Dann bogen sie in die Schlageterallee ein – die Straße lag ruhig und friedlich vor ihnen. Die Kastanien, die erst vor wenigen Jahren gepflanzt worden waren, hatten fast ihre ganzen Blätter verloren und streckten die kahlen Äste in den bleichen, grauen Himmel. Das Laub raschelte unter ihren Füßen, als sie den Bürgersteig entlanggingen. Es war kalt, viel kühler als in den letzten Tagen, bestimmt würde es bald anfangen zu frieren.

Plötzlich blieb Ruth stehen und kniff die Augen zusammen. Auf der Mitte der Straße lag etwas. Aber was war es? Es wirkte fremd und trotzdem auf eine merkwürdige Art vertraut … Langsam ging sie weiter, dann erkannte sie, worum es sich bei dem Gegenstand handelte. Wie vor den Kopf geschlagen blieb Ruth stehen, ballte unwillkürlich die Hände zu Fäusten – es war die taubenblaue Haustür ihres Elternhauses. Was macht die Tür mitten auf der Straße, und wie kommt sie dort hin? Eine Tür gehört in ein Haus und nicht auf die Straße. Irgendetwas in ihr weigerte sich, den Gedanken zu Ende zu denken. Wie in Trance ging sie weiter, ihre Schritte wurden schneller, je näher sie ihrem Elternhaus kam. Sie schaute nach links und nach rechts, aber alle Häuser, die Seite an Seite gebaut worden waren, sahen intakt aus, nichts schien beschädigt. Noch ein paar Schritte, und sie stand vor ihrem Zuhause. Es war tatsächlich ihre Haustür, die auf der Straße lag, der Eingang nun eine hässlich klaffende Öffnung im Mauerwerk. Aber woher kam dieses Geräusch? Ein unaufhörliches Rauschen, kaum wahrzunehmen, aber doch da. Dann sah sie es: Wasser lief über die Treppe in den Vorgarten und weiter nach unten, zur Garage.

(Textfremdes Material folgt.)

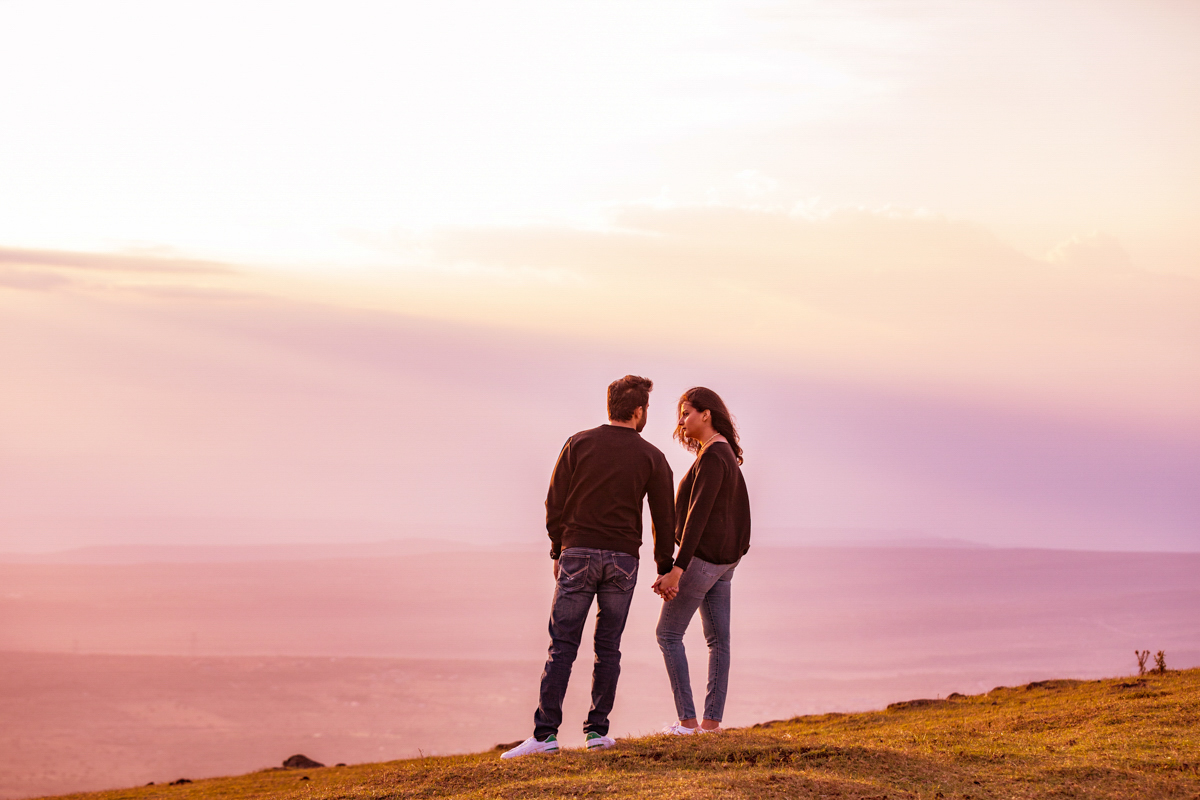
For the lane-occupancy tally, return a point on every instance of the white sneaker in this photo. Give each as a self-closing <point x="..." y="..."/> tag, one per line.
<point x="595" y="741"/>
<point x="532" y="745"/>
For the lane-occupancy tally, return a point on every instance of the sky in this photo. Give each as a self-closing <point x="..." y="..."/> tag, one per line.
<point x="354" y="271"/>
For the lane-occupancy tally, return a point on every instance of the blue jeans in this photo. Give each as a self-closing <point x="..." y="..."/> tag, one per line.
<point x="583" y="573"/>
<point x="706" y="587"/>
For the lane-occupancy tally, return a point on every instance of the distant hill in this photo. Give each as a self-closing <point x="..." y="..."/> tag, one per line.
<point x="1117" y="738"/>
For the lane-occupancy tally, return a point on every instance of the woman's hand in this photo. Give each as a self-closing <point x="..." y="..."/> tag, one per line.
<point x="667" y="585"/>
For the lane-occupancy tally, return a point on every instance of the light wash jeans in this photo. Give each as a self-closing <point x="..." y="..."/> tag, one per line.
<point x="706" y="587"/>
<point x="586" y="573"/>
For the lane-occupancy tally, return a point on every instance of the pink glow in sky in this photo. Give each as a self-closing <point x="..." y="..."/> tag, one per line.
<point x="351" y="272"/>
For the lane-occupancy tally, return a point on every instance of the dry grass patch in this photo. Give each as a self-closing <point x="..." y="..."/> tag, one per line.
<point x="1121" y="738"/>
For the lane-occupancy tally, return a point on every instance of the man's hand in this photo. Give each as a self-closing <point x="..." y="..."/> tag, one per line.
<point x="667" y="585"/>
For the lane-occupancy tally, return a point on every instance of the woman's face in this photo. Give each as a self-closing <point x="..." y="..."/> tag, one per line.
<point x="695" y="423"/>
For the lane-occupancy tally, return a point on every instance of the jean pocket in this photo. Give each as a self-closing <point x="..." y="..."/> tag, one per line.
<point x="571" y="566"/>
<point x="625" y="565"/>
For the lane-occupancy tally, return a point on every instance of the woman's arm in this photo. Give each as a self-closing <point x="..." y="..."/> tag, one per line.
<point x="709" y="477"/>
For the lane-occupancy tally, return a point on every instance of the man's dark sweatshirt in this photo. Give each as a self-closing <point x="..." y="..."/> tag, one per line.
<point x="595" y="494"/>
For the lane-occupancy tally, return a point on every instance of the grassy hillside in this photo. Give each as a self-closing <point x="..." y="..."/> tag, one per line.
<point x="1122" y="738"/>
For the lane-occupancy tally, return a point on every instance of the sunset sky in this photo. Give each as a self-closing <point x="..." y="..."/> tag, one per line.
<point x="354" y="271"/>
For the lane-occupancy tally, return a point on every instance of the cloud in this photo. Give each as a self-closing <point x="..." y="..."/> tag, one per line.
<point x="136" y="262"/>
<point x="882" y="294"/>
<point x="1095" y="251"/>
<point x="33" y="280"/>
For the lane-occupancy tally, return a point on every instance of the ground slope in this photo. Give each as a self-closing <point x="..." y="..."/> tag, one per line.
<point x="1120" y="738"/>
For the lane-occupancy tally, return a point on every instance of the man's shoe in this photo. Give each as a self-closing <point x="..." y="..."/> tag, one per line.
<point x="595" y="741"/>
<point x="532" y="745"/>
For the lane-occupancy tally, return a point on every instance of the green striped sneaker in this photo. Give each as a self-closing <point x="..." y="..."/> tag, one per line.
<point x="595" y="741"/>
<point x="532" y="745"/>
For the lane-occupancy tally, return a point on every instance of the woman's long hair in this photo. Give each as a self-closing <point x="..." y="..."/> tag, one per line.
<point x="706" y="400"/>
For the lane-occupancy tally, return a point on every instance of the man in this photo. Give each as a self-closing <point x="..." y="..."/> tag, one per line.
<point x="594" y="519"/>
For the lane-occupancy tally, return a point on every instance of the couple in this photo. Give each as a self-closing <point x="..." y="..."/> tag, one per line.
<point x="594" y="518"/>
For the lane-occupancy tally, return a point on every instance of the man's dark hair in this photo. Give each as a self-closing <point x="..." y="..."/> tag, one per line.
<point x="627" y="395"/>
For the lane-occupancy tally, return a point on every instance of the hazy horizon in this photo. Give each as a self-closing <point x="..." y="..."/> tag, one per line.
<point x="299" y="304"/>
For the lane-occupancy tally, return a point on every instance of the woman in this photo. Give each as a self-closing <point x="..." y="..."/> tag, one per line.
<point x="713" y="533"/>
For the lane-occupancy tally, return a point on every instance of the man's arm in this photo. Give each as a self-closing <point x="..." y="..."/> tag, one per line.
<point x="556" y="501"/>
<point x="659" y="495"/>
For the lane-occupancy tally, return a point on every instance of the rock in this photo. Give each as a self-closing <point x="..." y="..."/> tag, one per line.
<point x="912" y="704"/>
<point x="508" y="745"/>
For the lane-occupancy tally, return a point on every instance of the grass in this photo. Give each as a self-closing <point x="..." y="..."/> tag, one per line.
<point x="1119" y="738"/>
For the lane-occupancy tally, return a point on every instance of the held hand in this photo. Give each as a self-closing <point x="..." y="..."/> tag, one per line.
<point x="667" y="585"/>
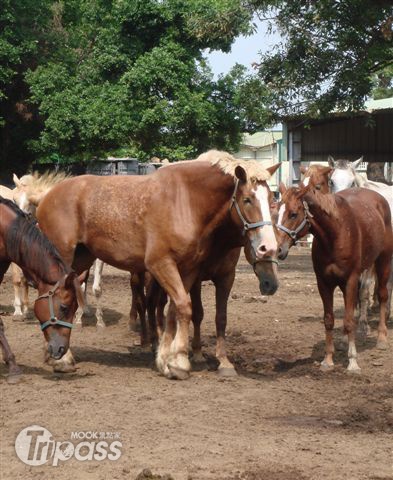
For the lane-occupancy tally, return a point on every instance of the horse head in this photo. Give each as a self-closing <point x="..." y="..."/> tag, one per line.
<point x="55" y="309"/>
<point x="292" y="223"/>
<point x="252" y="200"/>
<point x="317" y="176"/>
<point x="344" y="174"/>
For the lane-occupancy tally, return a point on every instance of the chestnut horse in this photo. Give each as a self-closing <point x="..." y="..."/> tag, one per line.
<point x="164" y="223"/>
<point x="58" y="288"/>
<point x="341" y="175"/>
<point x="352" y="232"/>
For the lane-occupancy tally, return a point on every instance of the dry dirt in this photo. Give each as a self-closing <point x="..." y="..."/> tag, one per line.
<point x="280" y="419"/>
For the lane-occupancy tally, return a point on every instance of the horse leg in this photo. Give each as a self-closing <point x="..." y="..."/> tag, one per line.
<point x="160" y="315"/>
<point x="133" y="320"/>
<point x="156" y="300"/>
<point x="14" y="371"/>
<point x="25" y="296"/>
<point x="383" y="272"/>
<point x="375" y="305"/>
<point x="223" y="288"/>
<point x="364" y="293"/>
<point x="66" y="364"/>
<point x="17" y="275"/>
<point x="350" y="294"/>
<point x="137" y="283"/>
<point x="97" y="292"/>
<point x="197" y="317"/>
<point x="172" y="357"/>
<point x="326" y="292"/>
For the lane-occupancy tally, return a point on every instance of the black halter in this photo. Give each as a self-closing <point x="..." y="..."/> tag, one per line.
<point x="305" y="222"/>
<point x="53" y="320"/>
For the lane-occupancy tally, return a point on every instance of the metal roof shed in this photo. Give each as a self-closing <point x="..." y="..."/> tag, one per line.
<point x="368" y="132"/>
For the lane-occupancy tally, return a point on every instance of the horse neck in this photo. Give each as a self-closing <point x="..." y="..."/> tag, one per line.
<point x="324" y="224"/>
<point x="27" y="247"/>
<point x="360" y="181"/>
<point x="218" y="189"/>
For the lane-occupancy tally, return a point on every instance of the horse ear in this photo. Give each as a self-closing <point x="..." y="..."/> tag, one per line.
<point x="273" y="168"/>
<point x="331" y="161"/>
<point x="35" y="198"/>
<point x="241" y="174"/>
<point x="16" y="180"/>
<point x="355" y="164"/>
<point x="326" y="170"/>
<point x="282" y="188"/>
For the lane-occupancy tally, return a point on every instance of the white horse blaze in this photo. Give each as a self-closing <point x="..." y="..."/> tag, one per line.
<point x="342" y="179"/>
<point x="268" y="237"/>
<point x="281" y="212"/>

Sie haben die Wasserhähne aufgedreht, dachte Ruth, und auf einmal war sie voller Wut, einer Wut, die sogar die Angst um ihre Eltern in den Hintergrund drängte. Sie haben einfach das Wasser aufgedreht. Mutters Teppiche und der schöne Parkettboden … Aber warum hatte noch keiner das Wasser abgedreht? Wo waren Mutti und Vati, dass sie nicht das Wasser abdrehten?

»Du bleibst hier und wartest«, zischte sie Ilse zu, dann lief sie die Stufen nach oben. Unter ihren Schuhsohlen knirschte es, und erst jetzt bemerkte Ruth, dass alle Fensterscheiben eingeschlagen worden waren. Sie blickte nach oben – selbst im dritten Stock gab es kein Fenster mehr, das unbeschädigt war. Was sie für Raureif gehalten hatte, waren Glassplitter.

»Mutti? Vati?«, rief Ruth erst zaghaft, dann immer lauter. Einen Moment zögerte sie weiterzugehen, was würde sie im oberen Stock erwarten? Welches Bild des Grauens? Dann watete sie durch das strömende Wasser die Treppe hinauf. Alles war nass, Wasser rann durch die Decken, lief an den Wänden entlang. Die Teppiche waren aufgequollen, das Parkett quietschte unter ihren Füßen.

Außer dem Rauschen und dem Wind, der durch die nackten Fenster strich, war nichts zu hören.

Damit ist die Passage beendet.